I have always used the function "fft(x)" in matlab where "x" is a vector of complex numbers. I am looking for an easy to use function in C++ that would return complex numbers.

I have found this code : http://paulbourke.net/miscellaneous/dft/

If it is equivalent, how can I use it ? Thank you for your time !

  /*
   This computes an in-place complex-to-complex FFT 
   x and y are the real and imaginary arrays of 2^m points.
   dir =  1 gives forward transform
   dir = -1 gives reverse transform 
*/
short FFT(short int dir,long m,double *x,double *y)
{
   long n,i,i1,j,k,i2,l,l1,l2;
   double c1,c2,tx,ty,t1,t2,u1,u2,z;

   /* Calculate the number of points */
   n = 1;
   for (i=0;i<m;i++) 
      n *= 2;

   /* Do the bit reversal */
   i2 = n >> 1;
   j = 0;
   for (i=0;i<n-1;i++) {
      if (i < j) {
         tx = x[i];
         ty = y[i];
         x[i] = x[j];
         y[i] = y[j];
         x[j] = tx;
         y[j] = ty;
      }
      k = i2;
      while (k <= j) {
         j -= k;
         k >>= 1;
      }
      j += k;
   }

   /* Compute the FFT */
   c1 = -1.0; 
   c2 = 0.0;
   l2 = 1;
   for (l=0;l<m;l++) {
      l1 = l2;
      l2 <<= 1;
      u1 = 1.0; 
      u2 = 0.0;
      for (j=0;j<l1;j++) {
         for (i=j;i<n;i+=l2) {
            i1 = i + l1;
            t1 = u1 * x[i1] - u2 * y[i1];
            t2 = u1 * y[i1] + u2 * x[i1];
            x[i1] = x[i] - t1; 
            y[i1] = y[i] - t2;
            x[i] += t1;
            y[i] += t2;
         }
         z =  u1 * c1 - u2 * c2;
         u2 = u1 * c2 + u2 * c1;
         u1 = z;
      }
      c2 = sqrt((1.0 - c1) / 2.0);
      if (dir == 1) 
         c2 = -c2;
      c1 = sqrt((1.0 + c1) / 2.0);
   }

   /* Scaling for forward transform */
   if (dir == 1) {
      for (i=0;i<n;i++) {
         x[i] /= n;
         y[i] /= n;
      }
   }

   return(TRUE);
}

Answer 1

Alternative Suggestion:

I had same problem.
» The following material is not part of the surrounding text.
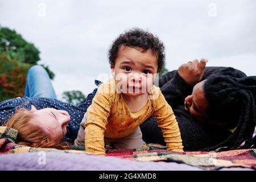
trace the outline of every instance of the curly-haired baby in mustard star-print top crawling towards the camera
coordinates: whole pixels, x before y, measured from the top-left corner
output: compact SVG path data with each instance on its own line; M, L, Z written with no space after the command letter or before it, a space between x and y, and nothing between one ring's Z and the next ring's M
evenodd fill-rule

I used fft library from fftw. http://www.fftw.org/download.html Its performance is similar to matlab.

Answer 2

The code looks fine at first glance. The original FFT is not a lot of code.

One feature of the FFT is that it is an inplace operation. Many higher level bindings effectively hide that fact.

So you put your real and imaginary parts into the x and y arrays. After the executing the function you read those same arrays for your result.

This particularly simple implementation will only work with powers of 2 as the original FFT. If you have inputs of lengths other than powers of 2 you could zero-pad your signal.

Google the book Numerical Recipes and fft (older versions are freely available) if you want to read up on the background of the FFT. The version in that book is different from other implementations in that you have to feed in the real and imaginary parts interleaved.

What I'm missing on the implementation that you are quoting is the use of pi or trigonometric functions. You'll have to try it out to compare against Matlab.